Julia Faure – C’est une crise qui met en lumière une grande partie des dysfonctionnements de notre société et à quel point il est urgent de les adresser. D’abord les inégalités sociales : pourquoi je peux rester confinée sereinement tandis que pour les plus précaires cela signifie ne plus manger à sa faim, subir des violences pour les femmes et les enfants qui vivent dans des foyers toxiques, devoir passer tout son temps dans un logement insalubre pour une partie importante de la population mal logée, ou encore devoir travailler avec des protections qui ne sont pas à la hauteur, en mettant sa vie en danger, comme c’est le cas des livreurs ou des caissières ? Pourquoi je gagne plus que toutes les personnes essentielles à la société aujourd’hui ne gagneront sans doute jamais : infirmière, personnel des EPHAD, aide-soignant, caissière, livreur etc ? Pourquoi je n’ai subi aucun contrôle policier alors que dans les quartiers les plus défavorisés les violences policières choquent par leur régularité ? Cette crise met aussi en lumière l’impact négatif de la mondialisation (où sont les masques ? les tests? les blouses…) et nous montre de près les premiers effets à grande échelle de la crise écologique. Finalement c’est difficile de tirer une autre conclusion que celle-ci  : nous devons changer de modèle de société et opérer une véritable transition écologique. Et cela ne se fera pas sans une véritable justice sociale, une réduction des inégalités.

Qu’est-ce qui actuellement vous consterne ?

La subvention de la France aux entreprises polluantes (vs ce qui a été fait au Danemark). Ou l’octroi de prêts garantis par l’Etat et du chômage partiel à des entreprises, sans conditions sur leurs dividendes etc. Comment ose-t-on distribuer des dividendes et toucher en même temps des aides de l’état (c’est-à-dire, nos impôts) quand on sait à quel point cette crise va paupériser une partie importante de la population ? Ça me consterne, ça m’indigne et ça me désole. J’espère que c’est un réflexe de l’ancien monde mais cela me fait dire que beaucoup n’ont pas encore pris la mesure de l’urgence à changer notre modèle de société.

Qu’est-ce qui actuellement vous inspire ?
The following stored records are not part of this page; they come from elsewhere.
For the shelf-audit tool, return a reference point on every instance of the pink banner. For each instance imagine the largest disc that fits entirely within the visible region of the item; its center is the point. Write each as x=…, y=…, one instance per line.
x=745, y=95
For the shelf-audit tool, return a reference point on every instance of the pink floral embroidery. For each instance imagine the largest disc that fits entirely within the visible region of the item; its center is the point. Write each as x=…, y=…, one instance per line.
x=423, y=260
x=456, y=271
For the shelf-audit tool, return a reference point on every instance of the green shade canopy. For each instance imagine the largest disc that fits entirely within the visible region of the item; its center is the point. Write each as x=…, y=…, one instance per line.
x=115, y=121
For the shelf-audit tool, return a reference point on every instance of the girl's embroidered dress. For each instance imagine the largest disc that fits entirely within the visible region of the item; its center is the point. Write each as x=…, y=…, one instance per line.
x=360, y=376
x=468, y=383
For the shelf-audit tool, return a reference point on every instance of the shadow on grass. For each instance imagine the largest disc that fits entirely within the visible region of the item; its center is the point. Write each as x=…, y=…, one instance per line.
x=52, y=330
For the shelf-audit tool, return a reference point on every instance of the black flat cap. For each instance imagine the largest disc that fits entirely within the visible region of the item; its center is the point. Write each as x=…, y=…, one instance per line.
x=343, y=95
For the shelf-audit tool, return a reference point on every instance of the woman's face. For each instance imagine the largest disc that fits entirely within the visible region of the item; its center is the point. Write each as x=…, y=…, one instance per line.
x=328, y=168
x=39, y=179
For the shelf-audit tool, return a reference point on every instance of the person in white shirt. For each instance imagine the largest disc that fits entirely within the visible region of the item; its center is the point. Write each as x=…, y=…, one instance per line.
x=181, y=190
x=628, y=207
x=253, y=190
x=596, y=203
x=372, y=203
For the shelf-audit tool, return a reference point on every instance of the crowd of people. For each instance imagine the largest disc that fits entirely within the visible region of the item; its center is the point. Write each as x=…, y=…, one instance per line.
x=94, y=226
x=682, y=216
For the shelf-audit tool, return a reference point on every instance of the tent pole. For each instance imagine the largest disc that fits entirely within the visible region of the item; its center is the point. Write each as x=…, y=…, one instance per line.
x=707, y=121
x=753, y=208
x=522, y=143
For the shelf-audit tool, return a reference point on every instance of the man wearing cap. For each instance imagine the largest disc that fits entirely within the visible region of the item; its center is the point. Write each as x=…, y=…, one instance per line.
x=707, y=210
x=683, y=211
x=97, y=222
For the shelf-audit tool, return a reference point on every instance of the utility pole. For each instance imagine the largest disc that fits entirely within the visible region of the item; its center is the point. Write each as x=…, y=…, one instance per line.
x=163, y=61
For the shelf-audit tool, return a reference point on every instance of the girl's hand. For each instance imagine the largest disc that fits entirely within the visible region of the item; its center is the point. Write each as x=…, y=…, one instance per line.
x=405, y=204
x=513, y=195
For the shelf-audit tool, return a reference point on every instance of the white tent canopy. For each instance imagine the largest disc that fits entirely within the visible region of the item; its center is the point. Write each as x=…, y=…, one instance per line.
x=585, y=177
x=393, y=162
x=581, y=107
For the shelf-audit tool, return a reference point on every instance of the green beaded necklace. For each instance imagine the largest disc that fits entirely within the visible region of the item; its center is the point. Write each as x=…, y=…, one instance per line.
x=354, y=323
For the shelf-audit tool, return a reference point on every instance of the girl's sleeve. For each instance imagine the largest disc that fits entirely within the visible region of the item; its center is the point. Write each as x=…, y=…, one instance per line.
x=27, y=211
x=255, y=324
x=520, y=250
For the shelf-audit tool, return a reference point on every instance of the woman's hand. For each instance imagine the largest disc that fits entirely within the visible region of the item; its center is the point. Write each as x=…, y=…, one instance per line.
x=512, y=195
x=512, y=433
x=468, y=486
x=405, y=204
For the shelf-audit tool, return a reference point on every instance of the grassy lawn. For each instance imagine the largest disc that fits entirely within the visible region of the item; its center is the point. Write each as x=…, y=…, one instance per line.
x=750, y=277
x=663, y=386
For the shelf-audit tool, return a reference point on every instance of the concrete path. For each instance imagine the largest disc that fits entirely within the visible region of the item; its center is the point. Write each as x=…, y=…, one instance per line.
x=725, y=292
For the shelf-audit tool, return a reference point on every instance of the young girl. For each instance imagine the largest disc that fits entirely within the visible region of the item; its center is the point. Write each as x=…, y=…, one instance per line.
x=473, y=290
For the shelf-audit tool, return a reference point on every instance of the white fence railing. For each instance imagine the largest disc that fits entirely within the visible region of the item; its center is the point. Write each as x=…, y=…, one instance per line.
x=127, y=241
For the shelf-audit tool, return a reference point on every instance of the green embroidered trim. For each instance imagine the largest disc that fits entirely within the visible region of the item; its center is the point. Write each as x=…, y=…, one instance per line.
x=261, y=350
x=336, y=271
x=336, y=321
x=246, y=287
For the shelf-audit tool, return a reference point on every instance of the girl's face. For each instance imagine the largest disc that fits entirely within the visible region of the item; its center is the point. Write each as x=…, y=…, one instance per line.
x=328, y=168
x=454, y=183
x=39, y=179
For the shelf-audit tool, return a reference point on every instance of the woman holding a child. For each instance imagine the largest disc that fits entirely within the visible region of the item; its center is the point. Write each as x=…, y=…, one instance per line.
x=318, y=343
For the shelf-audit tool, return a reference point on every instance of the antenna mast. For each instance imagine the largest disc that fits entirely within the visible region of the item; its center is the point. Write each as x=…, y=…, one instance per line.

Mes copines qui mettent des affiches dans les halls d’immeubles pour faire les courses ou rendre des services aux personnes âgées ou fragiles. Une amie qui m’a spontanément déposé un jeu de masques qu’elle avait fabriqué. Des proches qui ont été donné leur sang. Une pote qui fait des cookies pour le personnel soignant de son immeuble. Dominique Méda qui me fait réfléchir sur l’importance de certains emplois mal rémunérés. Beaucoup de gens qui imaginent le monde d’après comme un monde qui prend enfin sa responsabilité face à la crise climatique. Mes prof de boxe qui continuent à donner les cours en ligne. Je trouve qu’il y a quelque-chose de clair dans cette époque : les personnes qui m’inspirent sont multiples, anonymes et jamais sur le devant de la scène. Alors que notre société aime les héros avec un slip par dessus leur legging, les leaders inspirant, “l’homme providentiel” qui va tous nous sauver. Aucun individu ne va nous sauver.

Le changement est une affaire de peuple, pas de leader.